I woke up this morning suffering the after affects of a serious panic attack. I apparently had one while I slept.
It started last night. I hadn’t recognized the signs because it has been several years since I had a serious panic attack.
I went to make dinner and was attacked by gravity. The room started to spin, and the floor wouldn’t stay under my feet. Daughter made dinner while I sat down and put my feet up.
My brain started to wander without coherent thought. I couldn’t focus enough to read, crochet, or have a conversation.
Sleepiness overwhelmed me. I tried to fight it because a nap at 6 p.m. is not conducive to going to bed at a decent hour. This only made me anxious. I finally gave in and allowed myself to doze while listening to the TV.
Despite my fatigue and desperate need to close my eyes, I could not sleep. I found myself wandering aimlessly through my apartment. Since it is so small I wandered back and forth between my kitchen and family room. About 15 feet in total distance.
I finally gave up and went to bed around 3 a.m. I couldn’t sleep but, I couldn’t stay awake either. I turned on some quiet music and just laid there in dazed semi-sleep. I drifted off finally.
Time to Get Up
My alarm goes off at 7 a.m. to get Daughter off to school. I crawled out of bed and almost fell on the floor. I had a migraine complete with nausea, sound and light sensitivity, and dizziness. I also was having tremors and had a huge muscle knot at the base of my skull.
I started my routine by waking daughter and feeding the cat. After a trip to the bathroom and getting my meds for the day I realized that I couldn’t function. I told Daughter she would have to make her own lunch and get herself off to school.

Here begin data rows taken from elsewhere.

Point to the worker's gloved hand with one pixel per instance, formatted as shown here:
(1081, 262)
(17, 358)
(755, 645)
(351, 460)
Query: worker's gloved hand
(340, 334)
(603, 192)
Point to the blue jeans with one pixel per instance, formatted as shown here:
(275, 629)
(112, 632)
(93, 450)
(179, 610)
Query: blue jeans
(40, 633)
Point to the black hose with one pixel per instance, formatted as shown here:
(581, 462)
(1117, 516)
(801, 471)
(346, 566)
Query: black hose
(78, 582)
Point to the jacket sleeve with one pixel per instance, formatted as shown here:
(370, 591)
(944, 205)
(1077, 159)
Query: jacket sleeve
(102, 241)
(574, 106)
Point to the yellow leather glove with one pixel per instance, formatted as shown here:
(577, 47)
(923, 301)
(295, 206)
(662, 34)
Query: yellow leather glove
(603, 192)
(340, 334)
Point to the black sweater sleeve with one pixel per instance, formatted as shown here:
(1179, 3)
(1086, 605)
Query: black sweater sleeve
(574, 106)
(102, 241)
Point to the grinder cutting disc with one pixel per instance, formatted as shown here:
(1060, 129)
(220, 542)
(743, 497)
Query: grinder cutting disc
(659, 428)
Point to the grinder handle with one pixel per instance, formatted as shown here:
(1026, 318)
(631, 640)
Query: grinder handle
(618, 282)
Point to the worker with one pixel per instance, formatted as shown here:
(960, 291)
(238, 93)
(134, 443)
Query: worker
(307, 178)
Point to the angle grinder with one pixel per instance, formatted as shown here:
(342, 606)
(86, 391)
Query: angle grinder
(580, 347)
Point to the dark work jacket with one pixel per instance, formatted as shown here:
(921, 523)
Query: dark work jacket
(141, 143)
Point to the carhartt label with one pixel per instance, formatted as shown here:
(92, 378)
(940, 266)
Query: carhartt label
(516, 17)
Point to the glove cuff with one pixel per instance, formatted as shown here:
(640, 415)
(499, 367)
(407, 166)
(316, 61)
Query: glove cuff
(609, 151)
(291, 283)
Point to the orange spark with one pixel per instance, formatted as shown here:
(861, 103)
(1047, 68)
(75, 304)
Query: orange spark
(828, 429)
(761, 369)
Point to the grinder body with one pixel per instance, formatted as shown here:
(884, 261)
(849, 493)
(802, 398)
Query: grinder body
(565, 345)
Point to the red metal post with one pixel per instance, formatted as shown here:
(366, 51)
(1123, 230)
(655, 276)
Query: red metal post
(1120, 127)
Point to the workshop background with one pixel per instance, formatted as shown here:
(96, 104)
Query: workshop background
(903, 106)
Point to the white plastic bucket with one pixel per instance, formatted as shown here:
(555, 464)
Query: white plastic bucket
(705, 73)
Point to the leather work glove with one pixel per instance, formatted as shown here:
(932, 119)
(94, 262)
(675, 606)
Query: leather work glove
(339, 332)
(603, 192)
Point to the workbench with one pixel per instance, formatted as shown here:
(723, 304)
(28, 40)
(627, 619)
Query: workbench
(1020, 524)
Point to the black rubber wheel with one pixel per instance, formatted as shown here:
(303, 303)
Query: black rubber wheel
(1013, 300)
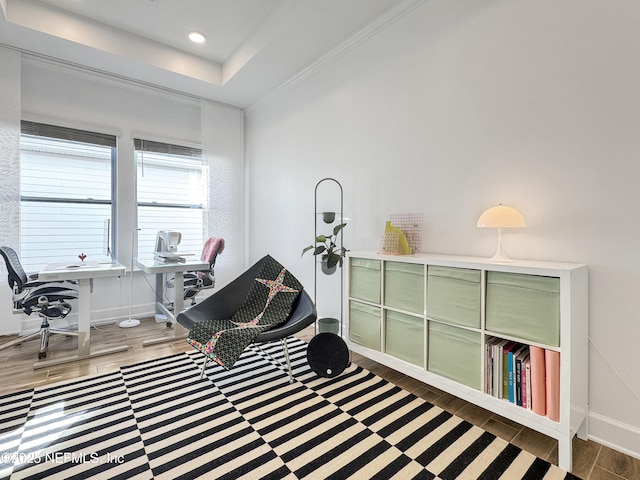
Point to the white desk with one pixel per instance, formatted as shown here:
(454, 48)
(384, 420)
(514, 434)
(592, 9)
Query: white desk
(178, 269)
(84, 273)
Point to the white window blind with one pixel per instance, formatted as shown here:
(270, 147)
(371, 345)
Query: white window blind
(65, 194)
(171, 193)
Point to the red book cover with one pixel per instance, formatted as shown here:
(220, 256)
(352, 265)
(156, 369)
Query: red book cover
(538, 382)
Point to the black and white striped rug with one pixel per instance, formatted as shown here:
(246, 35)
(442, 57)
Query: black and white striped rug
(159, 420)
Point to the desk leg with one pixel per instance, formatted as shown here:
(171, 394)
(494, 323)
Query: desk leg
(84, 317)
(84, 331)
(178, 304)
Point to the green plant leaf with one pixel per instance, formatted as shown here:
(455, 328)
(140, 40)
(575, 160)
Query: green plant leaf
(337, 228)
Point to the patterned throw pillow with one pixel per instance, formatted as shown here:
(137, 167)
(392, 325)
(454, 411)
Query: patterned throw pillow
(267, 304)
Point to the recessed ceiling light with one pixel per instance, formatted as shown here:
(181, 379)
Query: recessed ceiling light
(197, 37)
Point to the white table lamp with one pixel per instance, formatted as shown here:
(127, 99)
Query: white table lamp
(501, 216)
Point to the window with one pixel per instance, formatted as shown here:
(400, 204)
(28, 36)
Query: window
(171, 193)
(66, 194)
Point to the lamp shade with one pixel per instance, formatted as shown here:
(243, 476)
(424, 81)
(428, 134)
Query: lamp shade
(501, 216)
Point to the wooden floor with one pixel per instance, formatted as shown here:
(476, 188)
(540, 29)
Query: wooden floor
(591, 460)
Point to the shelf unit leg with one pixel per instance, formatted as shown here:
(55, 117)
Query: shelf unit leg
(565, 451)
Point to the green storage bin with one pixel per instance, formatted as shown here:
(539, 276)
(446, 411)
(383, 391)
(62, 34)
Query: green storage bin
(404, 337)
(524, 306)
(404, 286)
(453, 295)
(365, 279)
(364, 325)
(455, 353)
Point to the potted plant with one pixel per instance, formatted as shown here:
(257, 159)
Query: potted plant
(331, 254)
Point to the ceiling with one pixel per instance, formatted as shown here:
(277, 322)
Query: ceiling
(252, 46)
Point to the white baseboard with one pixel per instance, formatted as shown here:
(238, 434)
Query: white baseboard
(614, 434)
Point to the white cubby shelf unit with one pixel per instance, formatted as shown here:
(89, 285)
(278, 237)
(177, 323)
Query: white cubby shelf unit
(430, 317)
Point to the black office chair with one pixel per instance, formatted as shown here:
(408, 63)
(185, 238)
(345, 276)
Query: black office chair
(195, 281)
(49, 300)
(234, 297)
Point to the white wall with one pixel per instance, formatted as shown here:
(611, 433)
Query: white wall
(69, 96)
(456, 107)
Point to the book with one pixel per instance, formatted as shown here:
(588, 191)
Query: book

I stretched out in my recliner and listened as daughter got ready for school. As I lay there I felt sad because I was missing our morning grousing and routine. While I hated getting up, I loved the time spent with my child.
Daughter kissed me good-bye and told me to rest and feel better. I passed out and slept. It was a restless sleep.
Cause and Affect
After my nap, my head still really hurts though the migraine is gone. I have pondered on why I feel so horrible. Then I realized:
- A migraine is a whiplash affect from having a panic attack.
- The knot at the base of my skull is from tightening the muscles in my shoulders and pulling my shoulders up to my ears which I do during a panic attack.
- Incoherent thoughts and brain fog is an after affect of a panic attack.
- An overwhelming need to sleep come from the exhaustion of having a panic attack.
Conclusion: I had a panic attack sometime while I slept.
It’s been Several Years
It has been a very long time since my last serious panic attack. This is why I hadn’t recognized the signs preceding one. I had also forgotten how bad it felt.
I don’t know what set this off. Often there is no obvious reason. It can be something as small as a smell or as big as an emotional confrontation.
Whatever set off this panic attack, it was apparently a doozy. I’m glad I slept through it.
A Down Day
This happens every time I have a panic attack. I’m down anywhere from a day to a week or more. Do I have a choice? No. My body dictates and I just do what is necessary to feel better again.
Today I’m sleepy but, I can’t sleep. I’m hungry but, I can’t eat. My brain wanders but, there is no coherent thought. I spend a lot of time staring at nothing in particular.
Sometimes I really hate my dragons.
I hope this post doesn’t ramble too much. I’m having difficulty typing and can’t focus very well.
I’ll be back Monday. Have a great weekend.